Ensuite, une remarque empirique. Maître Francis Caballero, président du Mouvement de légalisation contrôlée, donc a priori favorable au cannabis, et dont on peut raisonnablement supposer qu'il a en la matière une certaine expérience (personnelle et professionnelle, étant souvent appelé à défendre des usagers de cannabis), a déclaré devant la commission d'enquête que le cannabis au volant était indiscutablement dangereux lorsqu'on était en état d'ivresse cannabique.

Au final, il apparaît un large consensus dans la communauté scientifique pour reconnaître que le cannabis a des effets néfastes sur la conduite, les points débattus se limitant à la fixation d'un seuil de dangerosité et à la possibilité de « relargage ».

(3) Les controverses tenant à la fixation d'un seuil et aux effets du relargage

• Les difficultés de fixation d'un seuil de dangerosité du fait de la nature même du cannabis

Le seuil légal de positivité au cannabis a été fixé à 1 ng/ml par un arrêté du 5 septembre 2001. En effet, au-delà de ce taux, les résultats des tests deviennent aléatoires.

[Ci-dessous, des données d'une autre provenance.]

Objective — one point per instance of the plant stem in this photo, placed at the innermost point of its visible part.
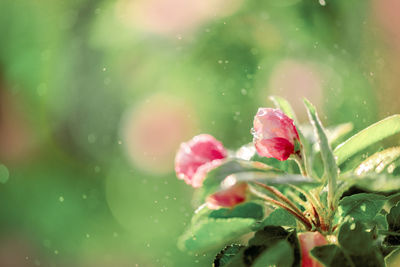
(300, 162)
(279, 195)
(300, 217)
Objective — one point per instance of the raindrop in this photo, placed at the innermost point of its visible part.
(91, 138)
(4, 174)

Ainsi que l'a indiqué le docteur Patrick Mura lors de son audition par la commission d'enquête, lorsqu'on inhale un « joint », les concentrations sanguines montent très rapidement, pour atteindre leur paroxysme quelques dizaines de secondes après la fin du « joint », avant de diminuer assez rapidement, alors même que les effets commencent à apparaître. Il y a donc un décalage entre les effets et les concentrations sanguines. Le cannabis étant un produit très lipophile et attiré par les graisses, principalement du cerveau, il disparaît rapidement du sang. Par conséquent, lorsqu'il y a présence de principe actif dans le sang, le sujet est sous influence , la fenêtre de détection dans le sang étant inférieure à celle des effets.

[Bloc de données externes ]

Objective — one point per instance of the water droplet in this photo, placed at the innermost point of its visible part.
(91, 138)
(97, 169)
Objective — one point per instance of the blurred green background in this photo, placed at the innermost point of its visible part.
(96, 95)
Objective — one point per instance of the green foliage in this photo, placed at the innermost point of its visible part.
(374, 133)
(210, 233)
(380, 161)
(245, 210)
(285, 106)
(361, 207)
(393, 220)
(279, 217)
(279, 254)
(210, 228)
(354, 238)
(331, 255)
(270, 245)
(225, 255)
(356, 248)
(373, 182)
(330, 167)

Le rapport de l'INSERM, rappelant que le niveau de delta 9-THC dans le sang chutait rapidement, soulignait d'ailleurs que le délai entre l'accident et le prélèvement conditionnait fortement le résultat et qu'il devait donc être le plus court possible. Le docteur Gilbert Pépin a également soulevé ce problème devant la commission d'enquête. Les résultats des enquêtes épidémiologiques apparaissent sous-évalués par rapport à la réalité puisque le delta 9-THC ne demeure dans le sang qu'entre 6 et 7 heures alors que les prélèvements sont effectués en moyenne 2 heures après le décès. Les concentrations relevées sont donc moindres et on perd une large part des cas positifs.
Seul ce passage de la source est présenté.